11. When a procedural question arises that is not covered by this Section, by any supplementing tules adopted by the Committee or by the working procedures adopted pursuant to paragraph 10, the relevant division of the Tribunal may adopt an appropriate procedure that is compatible with those provisions.
12. A division of the Tribunal shall make every effort to take any decision by consensus. In case that a decision cannot be reached by consensus, the division of the Tribunal shall render its decision by a majority of votes of all its Members. Opinions expressed by individual Members of a division of the Tribunal shall be anonymous.
13. The Members shall be available at all times and at short notice, and shall stay abreast of dispute settlement activities under this Agreement.

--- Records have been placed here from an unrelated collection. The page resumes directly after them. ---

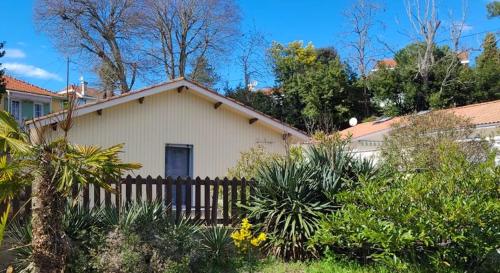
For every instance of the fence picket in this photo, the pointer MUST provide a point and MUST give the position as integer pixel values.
(207, 200)
(97, 196)
(149, 188)
(188, 197)
(86, 190)
(197, 199)
(128, 189)
(138, 188)
(159, 189)
(234, 200)
(191, 198)
(178, 199)
(243, 193)
(215, 201)
(225, 201)
(168, 199)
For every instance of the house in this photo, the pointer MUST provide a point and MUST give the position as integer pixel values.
(177, 128)
(84, 94)
(26, 101)
(367, 137)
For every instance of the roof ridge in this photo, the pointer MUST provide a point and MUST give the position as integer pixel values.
(30, 84)
(469, 105)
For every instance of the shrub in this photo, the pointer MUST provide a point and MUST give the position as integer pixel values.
(442, 218)
(292, 194)
(414, 140)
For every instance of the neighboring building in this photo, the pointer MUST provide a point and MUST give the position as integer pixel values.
(178, 128)
(385, 63)
(84, 94)
(26, 101)
(367, 137)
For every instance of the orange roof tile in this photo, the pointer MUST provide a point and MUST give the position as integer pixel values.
(14, 84)
(479, 114)
(387, 63)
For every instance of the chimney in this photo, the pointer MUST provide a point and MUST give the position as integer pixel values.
(83, 86)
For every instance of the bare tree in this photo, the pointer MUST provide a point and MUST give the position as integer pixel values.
(361, 17)
(424, 19)
(105, 29)
(252, 56)
(181, 31)
(423, 16)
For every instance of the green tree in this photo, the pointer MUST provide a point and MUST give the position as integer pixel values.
(52, 168)
(2, 82)
(487, 72)
(268, 104)
(493, 9)
(203, 72)
(317, 87)
(401, 90)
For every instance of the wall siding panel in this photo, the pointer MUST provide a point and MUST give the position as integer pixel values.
(218, 135)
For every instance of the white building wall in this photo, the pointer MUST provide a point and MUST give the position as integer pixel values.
(218, 135)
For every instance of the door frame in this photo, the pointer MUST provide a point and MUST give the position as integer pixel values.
(191, 154)
(190, 166)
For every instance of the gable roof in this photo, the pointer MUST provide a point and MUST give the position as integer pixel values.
(169, 86)
(89, 91)
(479, 114)
(13, 84)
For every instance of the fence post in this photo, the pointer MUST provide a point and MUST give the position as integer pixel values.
(197, 199)
(215, 201)
(207, 200)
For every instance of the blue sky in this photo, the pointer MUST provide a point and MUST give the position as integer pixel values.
(31, 56)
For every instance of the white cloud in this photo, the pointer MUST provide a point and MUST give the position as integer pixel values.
(14, 53)
(30, 71)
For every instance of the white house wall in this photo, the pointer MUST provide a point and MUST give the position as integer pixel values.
(218, 135)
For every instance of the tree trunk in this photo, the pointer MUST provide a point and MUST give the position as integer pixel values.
(50, 246)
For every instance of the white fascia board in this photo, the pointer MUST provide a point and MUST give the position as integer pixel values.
(172, 86)
(250, 113)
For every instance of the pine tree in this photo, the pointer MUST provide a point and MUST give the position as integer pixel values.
(2, 71)
(487, 72)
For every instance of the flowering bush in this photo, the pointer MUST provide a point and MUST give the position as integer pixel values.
(243, 238)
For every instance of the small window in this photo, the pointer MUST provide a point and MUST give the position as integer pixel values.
(15, 109)
(38, 111)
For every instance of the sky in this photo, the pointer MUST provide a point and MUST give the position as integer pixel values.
(32, 56)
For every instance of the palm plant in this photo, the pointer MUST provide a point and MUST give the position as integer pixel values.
(293, 194)
(52, 168)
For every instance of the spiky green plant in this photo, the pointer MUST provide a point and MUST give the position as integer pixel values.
(293, 194)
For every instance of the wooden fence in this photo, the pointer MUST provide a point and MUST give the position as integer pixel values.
(216, 201)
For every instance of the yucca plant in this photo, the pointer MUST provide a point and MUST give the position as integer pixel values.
(293, 194)
(52, 167)
(216, 241)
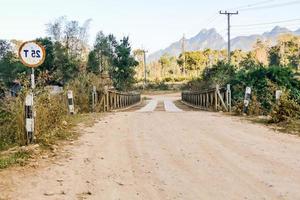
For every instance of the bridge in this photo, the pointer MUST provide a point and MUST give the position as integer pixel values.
(161, 148)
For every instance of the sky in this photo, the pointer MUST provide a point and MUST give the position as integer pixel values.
(150, 24)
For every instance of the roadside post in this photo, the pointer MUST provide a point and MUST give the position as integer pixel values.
(247, 99)
(31, 55)
(278, 94)
(71, 102)
(94, 98)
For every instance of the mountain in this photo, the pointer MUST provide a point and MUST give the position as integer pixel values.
(213, 40)
(204, 39)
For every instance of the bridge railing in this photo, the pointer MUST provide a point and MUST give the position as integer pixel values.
(215, 99)
(114, 100)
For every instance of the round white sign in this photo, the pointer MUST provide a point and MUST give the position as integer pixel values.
(32, 54)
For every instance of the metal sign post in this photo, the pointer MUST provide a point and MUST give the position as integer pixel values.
(278, 94)
(31, 55)
(71, 102)
(247, 99)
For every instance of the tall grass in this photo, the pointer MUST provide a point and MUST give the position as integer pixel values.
(52, 119)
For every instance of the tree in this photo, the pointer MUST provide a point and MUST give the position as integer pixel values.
(122, 71)
(100, 58)
(5, 47)
(72, 35)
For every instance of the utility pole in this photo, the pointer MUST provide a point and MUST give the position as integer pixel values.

14. In order to ensure their availability, the Members shall be paid a monthly retainer fee to be fixed by decision of the Committee. In addition, the President of the Tribunal and the Vice-President, where applicable, shall receive a daily fee equivalent to the fee determined pursuant to paragraph 16 of Article 3.39 (Appeal Tribunal) for each day worked in fulfilling the functions of President of the Tribunal pursuant to this Section.
15. The retainer fee and the daily fee referred to in paragraph 14 shall be paid by both Parties taking into account their respective level of development into an account managed by the Secretariat of ICSID. In the event that one Party fails to pay the retainer fee or the daily fee, the other Party may elect to pay instead. Any such arrears will remain payable, with appropriate interests.
16. Unless the Committee adopts a decision pursuant to paragraph 17, the amount of the other fees and expenses of the Members of a division of the Tribunal shall be those determined pursuant to Regulation 14(1) of the Administrative and Financial Regulations of the ICSID Convention in force on the date of the submission of the claim and allocated by the Tribunal among the disputing parties in accordance with paragraph 4 of Article 3.53 (Provisional Award).
17. Upon a decision by the Committee, the retainer fee, the daily fee and the other fees and expenses may be permanently transformed into a regular salary. In such a case, the Members of the Tribunal shall serve on a full-time basis and they shall not be permitted to engage in any occupation, whether gainful or not, unless exemption is exceptionally granted by the President of the Tribunal. The Committee shall fix their remuneration and related organisational matters.
18. The Secretariat of ICSID shall act as Secretariat for the Tribunal and provide it with appropriate support. The expenses for such support shall be allocated by the Tribunal among the disputing parties in accordance with paragraph 4 of Article 3.53 (Provisional Award).